Une application pour comprendre les voyageurs étrangers pris d'un malaise
Un sapeur-pompier de l'aéroport de Roissy-CDG crée une application pour comprendre les voyageurs étrangers pris d'un malaise© AFP/Archives - Kenzo Tribouillard
Poser les bonnes questions dans leur langue maternelle à des étrangers qui font un malaise : face à l'urgence et au mur de la langue, un sapeur-pompier de l'aéroport de Roissy-CDG a créé une application de traduction qui sera bientôt utilisée à l'aéroport.
Disponible en versions grand public et professionnelle, "Trad112" équipera les équipes de secours de l'aéroport parisien à la rentrée, selon Aéroports de Paris.

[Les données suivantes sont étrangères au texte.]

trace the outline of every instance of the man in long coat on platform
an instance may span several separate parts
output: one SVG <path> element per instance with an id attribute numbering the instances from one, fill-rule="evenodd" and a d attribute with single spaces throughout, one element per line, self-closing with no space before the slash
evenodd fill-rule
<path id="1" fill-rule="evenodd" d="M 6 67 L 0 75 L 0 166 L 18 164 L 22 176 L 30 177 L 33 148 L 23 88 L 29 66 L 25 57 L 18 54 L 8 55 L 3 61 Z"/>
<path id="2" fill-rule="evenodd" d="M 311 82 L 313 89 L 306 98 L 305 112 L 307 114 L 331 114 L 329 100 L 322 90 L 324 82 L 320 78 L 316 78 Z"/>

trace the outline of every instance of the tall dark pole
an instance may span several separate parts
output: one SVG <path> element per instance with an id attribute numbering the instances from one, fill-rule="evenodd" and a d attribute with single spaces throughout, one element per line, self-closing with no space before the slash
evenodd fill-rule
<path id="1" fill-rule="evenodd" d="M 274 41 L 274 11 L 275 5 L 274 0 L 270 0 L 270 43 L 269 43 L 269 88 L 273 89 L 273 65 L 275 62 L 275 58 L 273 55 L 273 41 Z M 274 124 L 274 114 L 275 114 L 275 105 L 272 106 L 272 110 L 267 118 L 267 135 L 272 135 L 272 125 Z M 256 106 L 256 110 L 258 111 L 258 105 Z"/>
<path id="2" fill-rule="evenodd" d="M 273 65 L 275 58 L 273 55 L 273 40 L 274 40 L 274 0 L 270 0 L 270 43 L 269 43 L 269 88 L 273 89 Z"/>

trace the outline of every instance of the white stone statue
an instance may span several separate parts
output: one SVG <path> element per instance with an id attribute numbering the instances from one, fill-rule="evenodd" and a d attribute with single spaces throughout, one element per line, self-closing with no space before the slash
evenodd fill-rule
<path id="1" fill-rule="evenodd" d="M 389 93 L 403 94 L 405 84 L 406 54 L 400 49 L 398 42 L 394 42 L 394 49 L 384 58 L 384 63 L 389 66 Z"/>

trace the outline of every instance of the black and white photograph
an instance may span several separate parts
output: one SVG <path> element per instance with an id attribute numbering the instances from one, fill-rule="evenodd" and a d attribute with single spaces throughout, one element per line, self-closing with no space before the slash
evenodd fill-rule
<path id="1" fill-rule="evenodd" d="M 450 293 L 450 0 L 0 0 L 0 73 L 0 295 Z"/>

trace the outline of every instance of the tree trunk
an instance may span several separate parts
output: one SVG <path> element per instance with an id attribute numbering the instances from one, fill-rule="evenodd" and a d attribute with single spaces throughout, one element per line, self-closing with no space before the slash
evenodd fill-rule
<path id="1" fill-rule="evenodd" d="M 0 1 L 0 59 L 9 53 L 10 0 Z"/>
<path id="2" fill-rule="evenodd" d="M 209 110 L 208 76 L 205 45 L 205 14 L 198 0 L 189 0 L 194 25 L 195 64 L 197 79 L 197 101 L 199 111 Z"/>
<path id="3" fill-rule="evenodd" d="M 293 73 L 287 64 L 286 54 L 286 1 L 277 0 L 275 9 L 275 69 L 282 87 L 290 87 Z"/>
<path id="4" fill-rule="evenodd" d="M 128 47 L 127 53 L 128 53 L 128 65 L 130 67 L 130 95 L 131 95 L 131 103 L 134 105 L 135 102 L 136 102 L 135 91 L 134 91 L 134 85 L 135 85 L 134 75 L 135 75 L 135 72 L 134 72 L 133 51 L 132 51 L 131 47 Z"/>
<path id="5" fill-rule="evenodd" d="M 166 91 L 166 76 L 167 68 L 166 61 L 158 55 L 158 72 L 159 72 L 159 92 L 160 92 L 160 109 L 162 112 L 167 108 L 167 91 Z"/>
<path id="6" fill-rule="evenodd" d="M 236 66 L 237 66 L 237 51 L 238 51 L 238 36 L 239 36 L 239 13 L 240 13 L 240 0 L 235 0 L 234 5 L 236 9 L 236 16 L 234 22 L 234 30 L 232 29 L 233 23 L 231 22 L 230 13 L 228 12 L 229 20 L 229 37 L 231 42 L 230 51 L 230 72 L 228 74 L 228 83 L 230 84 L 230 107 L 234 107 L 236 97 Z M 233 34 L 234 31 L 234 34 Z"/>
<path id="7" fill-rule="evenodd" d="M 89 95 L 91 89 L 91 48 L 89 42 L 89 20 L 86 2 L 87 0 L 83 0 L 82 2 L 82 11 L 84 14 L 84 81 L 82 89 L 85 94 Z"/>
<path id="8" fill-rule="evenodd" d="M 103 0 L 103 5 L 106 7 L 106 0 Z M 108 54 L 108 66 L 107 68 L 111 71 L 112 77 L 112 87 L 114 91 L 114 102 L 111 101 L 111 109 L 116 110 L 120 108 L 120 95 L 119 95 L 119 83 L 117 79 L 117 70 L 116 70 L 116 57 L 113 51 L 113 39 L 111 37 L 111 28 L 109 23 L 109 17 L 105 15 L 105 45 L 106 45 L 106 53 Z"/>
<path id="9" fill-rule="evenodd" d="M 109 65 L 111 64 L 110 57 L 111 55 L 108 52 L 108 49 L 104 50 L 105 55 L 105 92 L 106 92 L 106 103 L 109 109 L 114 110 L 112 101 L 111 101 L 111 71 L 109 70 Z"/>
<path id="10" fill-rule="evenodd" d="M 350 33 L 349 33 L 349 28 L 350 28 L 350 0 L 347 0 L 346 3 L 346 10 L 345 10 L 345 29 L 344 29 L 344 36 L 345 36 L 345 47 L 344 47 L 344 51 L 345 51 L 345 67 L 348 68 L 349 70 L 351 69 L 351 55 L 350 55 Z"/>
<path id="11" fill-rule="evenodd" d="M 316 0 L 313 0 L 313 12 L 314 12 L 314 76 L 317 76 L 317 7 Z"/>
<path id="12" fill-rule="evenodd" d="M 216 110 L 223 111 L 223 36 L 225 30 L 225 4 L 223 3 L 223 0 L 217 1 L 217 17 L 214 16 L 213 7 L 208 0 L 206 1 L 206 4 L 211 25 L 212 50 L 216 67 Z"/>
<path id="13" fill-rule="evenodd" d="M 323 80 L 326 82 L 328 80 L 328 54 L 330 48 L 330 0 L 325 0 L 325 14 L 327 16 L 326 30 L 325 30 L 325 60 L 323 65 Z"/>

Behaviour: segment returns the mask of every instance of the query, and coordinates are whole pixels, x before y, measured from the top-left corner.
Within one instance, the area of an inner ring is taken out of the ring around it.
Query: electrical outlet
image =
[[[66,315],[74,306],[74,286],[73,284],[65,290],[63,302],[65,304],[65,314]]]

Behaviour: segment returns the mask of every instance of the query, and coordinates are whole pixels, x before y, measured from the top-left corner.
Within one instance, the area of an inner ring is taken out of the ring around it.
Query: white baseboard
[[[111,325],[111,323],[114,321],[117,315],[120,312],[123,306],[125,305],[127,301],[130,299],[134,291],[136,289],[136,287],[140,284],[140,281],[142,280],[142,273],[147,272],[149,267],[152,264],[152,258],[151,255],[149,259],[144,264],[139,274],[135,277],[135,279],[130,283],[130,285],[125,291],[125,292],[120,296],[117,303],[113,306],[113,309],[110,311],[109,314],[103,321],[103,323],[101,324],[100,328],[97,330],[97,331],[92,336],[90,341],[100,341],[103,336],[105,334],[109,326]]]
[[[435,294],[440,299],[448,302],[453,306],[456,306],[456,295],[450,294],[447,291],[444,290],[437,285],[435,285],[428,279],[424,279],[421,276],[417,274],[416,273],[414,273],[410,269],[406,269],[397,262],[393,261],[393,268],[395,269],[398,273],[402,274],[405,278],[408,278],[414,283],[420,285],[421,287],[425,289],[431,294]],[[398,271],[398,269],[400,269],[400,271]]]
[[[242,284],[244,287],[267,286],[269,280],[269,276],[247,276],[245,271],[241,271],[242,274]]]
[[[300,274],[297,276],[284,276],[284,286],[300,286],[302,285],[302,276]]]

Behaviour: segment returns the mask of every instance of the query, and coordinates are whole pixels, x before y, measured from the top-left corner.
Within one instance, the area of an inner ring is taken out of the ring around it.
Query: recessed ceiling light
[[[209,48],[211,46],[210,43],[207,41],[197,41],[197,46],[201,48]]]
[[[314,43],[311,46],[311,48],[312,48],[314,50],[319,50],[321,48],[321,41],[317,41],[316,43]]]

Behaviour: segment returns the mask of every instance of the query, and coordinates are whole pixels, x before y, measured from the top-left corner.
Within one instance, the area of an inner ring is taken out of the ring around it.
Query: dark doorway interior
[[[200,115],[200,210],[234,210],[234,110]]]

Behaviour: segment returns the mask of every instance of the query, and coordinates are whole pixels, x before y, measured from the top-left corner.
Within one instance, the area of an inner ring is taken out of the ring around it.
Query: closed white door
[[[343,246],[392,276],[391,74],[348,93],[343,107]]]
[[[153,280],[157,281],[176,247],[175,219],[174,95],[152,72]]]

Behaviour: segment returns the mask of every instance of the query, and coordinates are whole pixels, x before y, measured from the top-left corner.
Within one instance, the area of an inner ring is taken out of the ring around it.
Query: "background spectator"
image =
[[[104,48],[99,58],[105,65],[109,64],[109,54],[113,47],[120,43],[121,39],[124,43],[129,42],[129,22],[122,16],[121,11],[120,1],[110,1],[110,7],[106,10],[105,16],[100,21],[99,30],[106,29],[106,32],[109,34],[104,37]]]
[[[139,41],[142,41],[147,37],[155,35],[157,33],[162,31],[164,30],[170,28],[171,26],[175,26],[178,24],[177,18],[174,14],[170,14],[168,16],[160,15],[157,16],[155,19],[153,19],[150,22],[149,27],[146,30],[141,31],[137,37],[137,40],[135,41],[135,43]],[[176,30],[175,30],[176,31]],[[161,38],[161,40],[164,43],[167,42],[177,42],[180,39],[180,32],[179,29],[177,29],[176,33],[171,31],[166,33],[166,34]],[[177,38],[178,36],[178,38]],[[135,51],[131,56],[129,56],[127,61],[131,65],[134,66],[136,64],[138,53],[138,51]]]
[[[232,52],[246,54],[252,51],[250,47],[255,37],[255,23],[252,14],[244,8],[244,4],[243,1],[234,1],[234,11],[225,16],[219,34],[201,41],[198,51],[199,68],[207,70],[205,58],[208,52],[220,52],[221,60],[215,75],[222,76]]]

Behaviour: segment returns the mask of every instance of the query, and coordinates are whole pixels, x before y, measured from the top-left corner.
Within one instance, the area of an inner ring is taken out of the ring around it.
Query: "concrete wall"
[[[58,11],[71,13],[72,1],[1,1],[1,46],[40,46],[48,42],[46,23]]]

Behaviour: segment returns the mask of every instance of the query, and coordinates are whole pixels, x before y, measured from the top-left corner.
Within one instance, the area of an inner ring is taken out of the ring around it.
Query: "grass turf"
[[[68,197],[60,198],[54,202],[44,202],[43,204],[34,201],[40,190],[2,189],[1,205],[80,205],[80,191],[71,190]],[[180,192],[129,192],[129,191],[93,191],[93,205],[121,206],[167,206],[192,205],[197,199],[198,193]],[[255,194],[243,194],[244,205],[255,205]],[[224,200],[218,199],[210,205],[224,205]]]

Jeudi, elle a déjà permis à un ambulancier qui se l'était procurée à titre individuel de détecter une fissure de l'aorte chez un passager espagnol. Celui-ci a "immédiatement été pris en charge" et pu être sauvé, se félicite Frédéric Sola, sapeur aéronautique à Roissy depuis plus de 15 ans et créateur de l'application.
Pour son concepteur, "Trad112 n'est pas un simple traducteur". "Des séries de questions, posées habituellement par le personnel secouriste ou soignant sont proposées pour établir un rapport sur l'état de la personne en difficulté".
Depuis 2013, le pompier de 42 ans a investi 30.000 euros et développé son projet en quatorze langues, de l'anglais en passant par l'arabe ou le mandarin jusqu'aux langages des signes français et international, avec des traducteurs assermentés.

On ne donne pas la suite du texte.